America's most celebrated World War Two combat photographer has died at the age of 94. Joe Rosenthal, who took the memorable picture of American GIs raising the Stars and Stripes over the island of Iwo Jima, was 33 years old, working for Associated Press, when he landed with the Marines on Iwo Jima, a remote island in the Pacific.

He took the picture of five weary-looking Marines and a Navy sailor struggling to raise the American flag on top of Mount Suribachi. It was the fifth day of the furious month-long battle that left almost 7,000 Americans dead and 19,000 wounded. All but a thousand of the 22,000 Japanese defenders also died.

In fact, the picture Rosenthal took was of a second flag raising. He missed the first flag raising a few hours earlier, but when he climbed the mountain he found the Marines were raising a second, larger flag that could be seen all over the island.
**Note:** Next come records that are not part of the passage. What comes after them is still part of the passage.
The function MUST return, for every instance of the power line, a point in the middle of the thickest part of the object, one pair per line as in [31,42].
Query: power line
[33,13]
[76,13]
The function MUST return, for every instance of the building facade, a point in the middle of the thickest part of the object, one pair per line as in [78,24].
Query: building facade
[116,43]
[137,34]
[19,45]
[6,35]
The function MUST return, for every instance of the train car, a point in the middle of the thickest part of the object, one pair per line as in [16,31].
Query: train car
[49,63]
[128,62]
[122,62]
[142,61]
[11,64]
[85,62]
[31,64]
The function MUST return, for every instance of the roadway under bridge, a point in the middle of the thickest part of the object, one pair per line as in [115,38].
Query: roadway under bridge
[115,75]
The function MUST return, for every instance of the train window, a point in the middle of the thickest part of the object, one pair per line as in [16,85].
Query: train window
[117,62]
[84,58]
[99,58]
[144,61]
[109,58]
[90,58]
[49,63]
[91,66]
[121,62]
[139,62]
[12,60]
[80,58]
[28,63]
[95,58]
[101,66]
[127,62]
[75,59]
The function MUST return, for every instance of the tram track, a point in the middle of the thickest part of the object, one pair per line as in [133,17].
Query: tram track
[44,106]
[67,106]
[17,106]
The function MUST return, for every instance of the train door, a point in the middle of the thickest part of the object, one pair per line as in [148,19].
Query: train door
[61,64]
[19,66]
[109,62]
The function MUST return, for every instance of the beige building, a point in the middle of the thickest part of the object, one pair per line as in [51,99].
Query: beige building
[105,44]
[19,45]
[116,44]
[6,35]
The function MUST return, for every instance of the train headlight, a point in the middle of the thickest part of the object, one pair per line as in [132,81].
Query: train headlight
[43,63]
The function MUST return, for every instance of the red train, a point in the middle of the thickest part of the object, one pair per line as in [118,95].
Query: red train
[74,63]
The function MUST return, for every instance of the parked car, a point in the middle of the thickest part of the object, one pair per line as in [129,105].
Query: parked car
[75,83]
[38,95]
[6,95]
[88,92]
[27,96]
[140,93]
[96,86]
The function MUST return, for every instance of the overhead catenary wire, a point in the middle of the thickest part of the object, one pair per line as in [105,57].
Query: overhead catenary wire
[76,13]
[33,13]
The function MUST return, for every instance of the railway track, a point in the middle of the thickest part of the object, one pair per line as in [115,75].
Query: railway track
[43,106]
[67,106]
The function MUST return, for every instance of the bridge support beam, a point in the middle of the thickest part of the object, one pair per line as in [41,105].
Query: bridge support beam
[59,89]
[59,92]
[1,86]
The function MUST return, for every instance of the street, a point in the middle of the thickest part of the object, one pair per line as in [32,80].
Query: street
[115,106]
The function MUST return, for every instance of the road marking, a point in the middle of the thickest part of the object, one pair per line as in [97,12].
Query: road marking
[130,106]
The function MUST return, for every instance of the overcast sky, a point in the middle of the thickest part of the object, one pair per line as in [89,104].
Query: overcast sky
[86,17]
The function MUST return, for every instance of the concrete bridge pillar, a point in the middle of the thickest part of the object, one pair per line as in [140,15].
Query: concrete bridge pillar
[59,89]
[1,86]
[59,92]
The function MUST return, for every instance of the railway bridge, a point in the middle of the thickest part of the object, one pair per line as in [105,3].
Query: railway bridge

It was that black and white picture, taken at noon at 1/400th of a second, that became world famous — and won Rosenthal a Pulitzer Prize. It was rated one of the 100 most famous pictures ever taken, described by the Pulitzer Committee as "a frozen flash of history".

Rosenthal went on to take pictures of General MacArthur's army fighting in the jungles of New Guinea. He cruised the Pacific with the US Navy and hit the beaches with the Marines landing in Guam and several other Pacific islands.

Rosenthal made little money from his famous picture. He received a $4,200 bonus in war bonds from AP, a $l,000 photographic award from a camera magazine and about $700 for a couple of radio appearances. Altogether, he probably made less than $10,000 from his picture, even though it was often reproduced on calendars, posters, countless newspapers and even for a time on US postage stamps. It was also the model for the huge 110-foot tall bronze Marine Corps Memorial in Arlington Virginia.

After the war, Rosenthal, left AP and joined the San Francisco Chronicle, where he worked for 35 years. He was twice president of the San Francisco Press Club and three times president of the local Press Photographers' Association.

In his home, he kept on a wall a framed certificate declaring him an honourary US Marine. It was, he claimed, his proudest possession.